Maintaining an average monthly clickthrough rate of above 5% can be a challenge for some non-profits. And improving it is going to require making some decisions on the keywords you want your ads to show for. While CTR can be dependent upon your ad text and position, the type of keywords you’re bidding on have the most impact.

CTR is a simple calculation of clicks divided by impressions. This metric explains how often a searcher clicks on your ads vs how often they are shown in search results. And to Google, it shows whether or not searchers think your ad is relevant to their queries.

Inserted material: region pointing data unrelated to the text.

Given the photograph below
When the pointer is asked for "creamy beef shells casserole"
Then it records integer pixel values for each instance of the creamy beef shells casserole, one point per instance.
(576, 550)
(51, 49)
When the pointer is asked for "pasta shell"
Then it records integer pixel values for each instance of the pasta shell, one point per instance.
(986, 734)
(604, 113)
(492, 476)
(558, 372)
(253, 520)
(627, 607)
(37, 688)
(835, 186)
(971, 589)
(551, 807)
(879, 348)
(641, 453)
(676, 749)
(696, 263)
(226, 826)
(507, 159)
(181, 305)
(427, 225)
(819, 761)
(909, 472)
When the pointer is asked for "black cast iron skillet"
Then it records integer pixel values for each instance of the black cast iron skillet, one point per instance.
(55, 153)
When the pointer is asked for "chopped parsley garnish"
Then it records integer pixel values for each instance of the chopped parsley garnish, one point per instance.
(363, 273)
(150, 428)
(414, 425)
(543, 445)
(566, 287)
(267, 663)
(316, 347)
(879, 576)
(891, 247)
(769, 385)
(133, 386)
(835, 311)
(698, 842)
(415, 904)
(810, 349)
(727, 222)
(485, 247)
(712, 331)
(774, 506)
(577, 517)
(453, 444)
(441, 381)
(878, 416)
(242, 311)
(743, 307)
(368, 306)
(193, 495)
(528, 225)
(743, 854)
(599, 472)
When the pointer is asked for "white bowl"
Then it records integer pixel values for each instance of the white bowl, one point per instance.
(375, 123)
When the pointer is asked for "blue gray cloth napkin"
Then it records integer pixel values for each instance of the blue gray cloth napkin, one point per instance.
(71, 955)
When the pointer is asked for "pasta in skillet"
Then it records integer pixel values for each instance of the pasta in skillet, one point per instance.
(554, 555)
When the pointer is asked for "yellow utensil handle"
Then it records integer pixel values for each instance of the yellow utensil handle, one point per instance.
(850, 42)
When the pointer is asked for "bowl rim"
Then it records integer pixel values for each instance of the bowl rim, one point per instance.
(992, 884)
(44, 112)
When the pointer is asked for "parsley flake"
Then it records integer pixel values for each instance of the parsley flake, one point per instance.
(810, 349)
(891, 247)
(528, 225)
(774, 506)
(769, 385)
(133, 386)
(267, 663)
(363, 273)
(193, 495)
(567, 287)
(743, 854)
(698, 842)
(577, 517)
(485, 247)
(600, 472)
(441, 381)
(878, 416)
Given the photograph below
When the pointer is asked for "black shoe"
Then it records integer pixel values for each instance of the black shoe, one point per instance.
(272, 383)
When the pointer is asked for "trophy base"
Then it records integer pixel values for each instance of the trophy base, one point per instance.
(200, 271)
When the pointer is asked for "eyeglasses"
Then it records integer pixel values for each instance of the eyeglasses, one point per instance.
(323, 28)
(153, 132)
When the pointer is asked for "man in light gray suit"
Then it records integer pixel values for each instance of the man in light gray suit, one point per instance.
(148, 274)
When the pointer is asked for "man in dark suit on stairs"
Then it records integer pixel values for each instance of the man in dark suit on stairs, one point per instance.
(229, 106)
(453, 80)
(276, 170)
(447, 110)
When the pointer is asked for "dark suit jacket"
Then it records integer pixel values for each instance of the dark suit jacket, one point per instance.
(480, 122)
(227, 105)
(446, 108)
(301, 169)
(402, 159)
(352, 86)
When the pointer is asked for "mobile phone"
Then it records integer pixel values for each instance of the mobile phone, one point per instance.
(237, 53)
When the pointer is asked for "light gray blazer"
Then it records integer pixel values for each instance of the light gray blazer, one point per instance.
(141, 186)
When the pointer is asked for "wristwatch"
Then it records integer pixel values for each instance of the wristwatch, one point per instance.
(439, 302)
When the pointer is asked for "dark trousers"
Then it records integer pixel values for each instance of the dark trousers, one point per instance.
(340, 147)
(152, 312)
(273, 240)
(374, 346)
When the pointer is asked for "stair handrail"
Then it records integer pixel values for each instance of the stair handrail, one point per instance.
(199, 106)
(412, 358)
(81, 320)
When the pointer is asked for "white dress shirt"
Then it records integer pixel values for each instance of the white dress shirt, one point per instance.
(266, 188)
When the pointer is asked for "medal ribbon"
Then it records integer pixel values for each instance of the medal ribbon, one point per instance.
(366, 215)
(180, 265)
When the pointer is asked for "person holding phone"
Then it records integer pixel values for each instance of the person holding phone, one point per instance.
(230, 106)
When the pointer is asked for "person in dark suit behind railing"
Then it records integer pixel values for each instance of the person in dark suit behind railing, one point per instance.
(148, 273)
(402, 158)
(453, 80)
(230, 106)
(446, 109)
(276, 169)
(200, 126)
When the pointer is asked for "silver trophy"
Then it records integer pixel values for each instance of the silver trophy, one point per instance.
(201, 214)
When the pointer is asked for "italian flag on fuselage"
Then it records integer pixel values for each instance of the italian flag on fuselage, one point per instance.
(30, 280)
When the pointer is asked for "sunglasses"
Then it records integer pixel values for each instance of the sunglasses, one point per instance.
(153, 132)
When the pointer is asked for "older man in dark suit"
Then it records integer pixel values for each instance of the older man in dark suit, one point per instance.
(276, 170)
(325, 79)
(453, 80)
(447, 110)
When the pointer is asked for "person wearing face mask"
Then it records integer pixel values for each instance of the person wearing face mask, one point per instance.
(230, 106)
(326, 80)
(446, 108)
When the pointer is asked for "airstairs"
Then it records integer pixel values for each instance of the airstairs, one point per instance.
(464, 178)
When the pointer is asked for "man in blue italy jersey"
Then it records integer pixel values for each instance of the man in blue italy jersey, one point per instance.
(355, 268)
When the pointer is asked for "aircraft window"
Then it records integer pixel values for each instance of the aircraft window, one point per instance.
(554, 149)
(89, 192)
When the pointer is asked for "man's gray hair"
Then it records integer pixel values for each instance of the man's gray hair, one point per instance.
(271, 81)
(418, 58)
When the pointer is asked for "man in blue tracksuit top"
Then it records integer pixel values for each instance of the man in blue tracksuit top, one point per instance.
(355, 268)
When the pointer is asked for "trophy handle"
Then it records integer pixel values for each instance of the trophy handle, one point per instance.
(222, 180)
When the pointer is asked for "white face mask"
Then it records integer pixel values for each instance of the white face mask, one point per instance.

But what if you are facing a potential account closure because of low clickthrough rate?  The quickest way to improve your CTR is to pause any keywords that receive very high impressions and very low clicks. Run a keyword report and see which of your actively running keywords fall into this category. Then, pause as many of them as you can until your CTR calculation rises above 5%. Eliminating these keywords from your campaign may end up working out for the best in the long run. These keywords were likely very general, expensive, and less relevant to your non-profit than those that have higher CTRs. Pausing them will free up your budget for more effective keywords in your arsenal. This, in turn, will push your Google Ad Grants campaigns to perform better. And better performance will bring in higher quality leads and donations more often.

No doubt, these Google Ad Grants for Non-Profits policy changes can create a challenge for strapped non-profits already busy with their daily tasks. But they offer the opportunity to improve your campaign’s performance and make your visitors happier and more likely to become members, donators or volunteers. And that’s going to help your non-profit in the long run.